Training seminars from your broker, by enlarge garbage, showing perfect set ups and nothing marginal. I don’t believe my brokers is my friend. They phoned me a bucket of times until I actually deposited some money. I then went live and lost money at which time I stopped to have a rethink. Guess what? The phone calls and emails started coming in asking me why I had stopped trading? Well isn’t that bl…dy obvious? I’m lossing money. Not my friends.

The one thing that would have saved me hassle and blood pressure medication:

Trading daily candles and above is actually a lot easier and much more profitable and predictable than trying to scalp the time frames below that.

If you hate to get up early here is what I do.

I trade based off of the start of the daily candles. I’ll normally enter either right at the start of the daily candle or at max 1-2 hour before or after. For me this is 6 PM central time.

Basically getting my entries in the asian session. Depending on the pair and whats going 9 & 11 PM seems to sometimes have large sudden moves. But, often it will just tick along slowly.

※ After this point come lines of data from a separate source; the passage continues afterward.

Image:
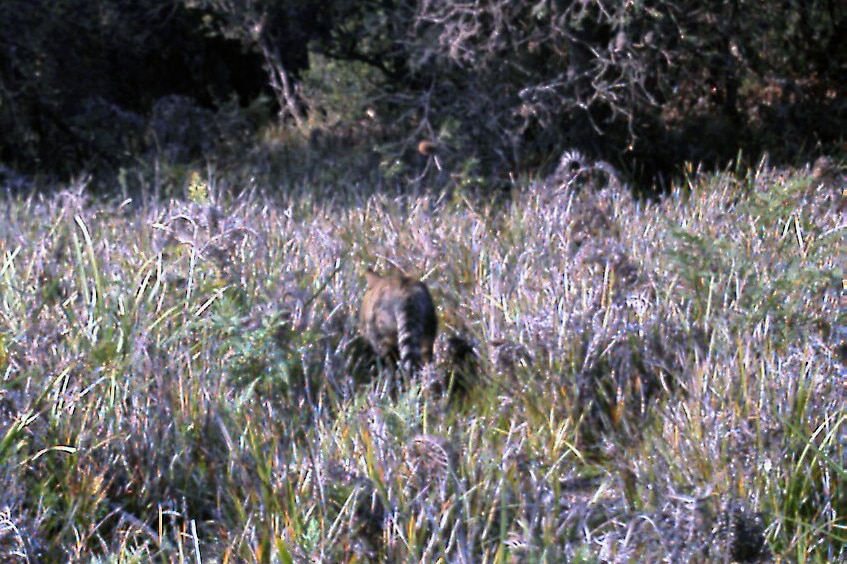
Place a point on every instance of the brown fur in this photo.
(397, 318)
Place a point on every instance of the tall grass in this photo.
(653, 381)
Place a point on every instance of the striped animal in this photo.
(397, 318)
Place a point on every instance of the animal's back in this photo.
(398, 319)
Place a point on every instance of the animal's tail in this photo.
(409, 337)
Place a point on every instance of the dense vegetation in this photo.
(498, 87)
(641, 381)
(192, 189)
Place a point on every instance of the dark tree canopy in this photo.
(503, 87)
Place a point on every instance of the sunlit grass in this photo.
(653, 380)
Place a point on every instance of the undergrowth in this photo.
(643, 380)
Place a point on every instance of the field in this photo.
(617, 380)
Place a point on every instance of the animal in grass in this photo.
(397, 318)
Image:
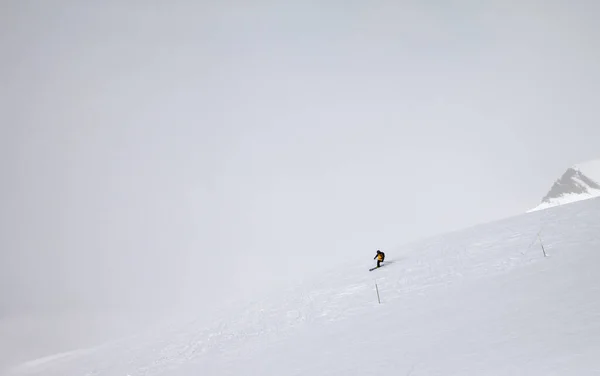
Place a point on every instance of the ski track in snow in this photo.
(480, 301)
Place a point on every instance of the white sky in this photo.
(190, 152)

This usually keeps my entry out of wild market moves and news spikes. I can oftens see part of my profit before the AM or at least set my trade to BE and protect myself from wild spikes.

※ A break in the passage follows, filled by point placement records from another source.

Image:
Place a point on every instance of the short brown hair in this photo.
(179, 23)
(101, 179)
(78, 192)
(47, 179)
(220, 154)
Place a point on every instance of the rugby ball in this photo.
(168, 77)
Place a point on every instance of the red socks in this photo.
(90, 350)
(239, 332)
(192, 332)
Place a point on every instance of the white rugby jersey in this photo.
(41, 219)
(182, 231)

It is quite a bit slower moving than the 6-11 AM market overlap though. But, with trading daily candles you aren’t scalping so you don’t need sudden movement and are not always looking to be in and out within minutes or hours. some of my trades go all week, and I’m out by friday the latests, sometimes with a few hundred pips.

All the while I slept in compared to some traders. I usually make it a point to be in front of the screen by 8 am as my first profit target is usually hit and I lock it in with postive SL.